Namibia Recalls Tainted Heartburn Medicine

The Namibia Medicines Regulatory Council has recalled a certain heartburn medicine brand due to a cancer-causing substance recently found in the drug.

Zantac, a ranitidine-containing medicine brand, has been recalled from the Namibian market.

Ranitidine is an over-the-counter and prescription drug used to reduce the production of stomach acid in patients with conditions such as heartburn and stomach ulcers.

Zantac has been banned due to the presence of N-nitrosodimethylamine (NDMA), a probable human carcinogen in some ranitidine-containing medicines.

Carcinogen is any substance that could cause cancer.

A statement issued by the Namibia Medicines Regulatory Council (NMRC)'s registrar of medicines, Johannes Gaeseb, last Wednesday alerted Namibian health professionals about the discovery.

"It has come to the attention of the NMRC that an impurity, NDMA, has been detected in several ranitidine-containing medicines, leading to recalls of the medicines from various markets, including Namibia," he said.

NDMA is also found in water and food, including meat, dairy products and vegetables as environmental contaminants. The council has encouraged healthcare professionals to advise patients who are on ranitidine-containing medicines to take up alternative treatment.They also advised patients taking the prescription to contact health professionals about alternatives.

"If necessary to stop or substitute a ranitidine-containing medicine, the decision should be guided by healthcare professionals and alternative medicines approved for similar indications should be considered," said Gaeseb.

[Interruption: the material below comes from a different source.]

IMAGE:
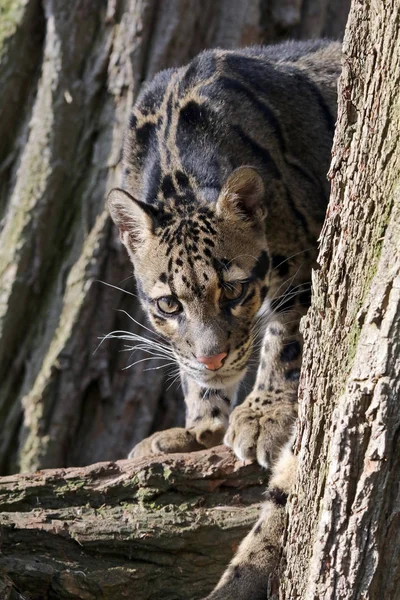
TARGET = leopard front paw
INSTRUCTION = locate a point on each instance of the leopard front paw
(257, 432)
(169, 441)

The president of the Pharmaceutical Society of Namibia, Benjamin Khumalo, however, told The Namibian yesterday that, while products containing ranitidine are still being sold in Namibia, Zantac had been pulled off the shelves.

"Zantac has been off our shelves for a while now. It was actually withdrawn a while back due to our requirement registrations because the company withdrew their products from Namibia but we do have other forms of ranitidine which are just as effective as Zantac," he said.

He explained that contamination of a drug happens when manufacturing plants have lax quality control.

A pharmacist in Windhoek, who declined to provide her name, yesterday confirmed that they received the notice from the NDMA last week about the recall.

The suspension of the drug in Namibia follows a recent international recall from the Food and Drug Administration in the United States, of certain heartburn drugs containing ranitidine due to the possible link to cancer.

The Food and Drug Administration (FDA) is a federal agency of the United States department of health and human services, responsible for protecting the public health by ensuring the safety, efficacy, and security of human and veterinary drugs.

According to the FDA website, results from laboratory tests found NDMA in Zantac and other related generic drugs used to treat ulcers and reflux disease. The administration body said the root of the contamination remains unknown. South Africa, Canada and France are among the countries which have already announced Zantac recalls.

The South African government has advised their citizens to return any heartburn medicine containing the substance ranitidine. All marketing of the brand has been banned in that country.

During an interview with eNCA (a South African television news broadcaster), Mlungisi Wondo from the South African Health Product Regulatory Authority said pharmacies have been told not to release any ranitidine products they have.

"We take the contamination very seriously, hence, we are minimising the availability of the product from the product owners. Even the healthcare professionals will realise that it is not available," he said.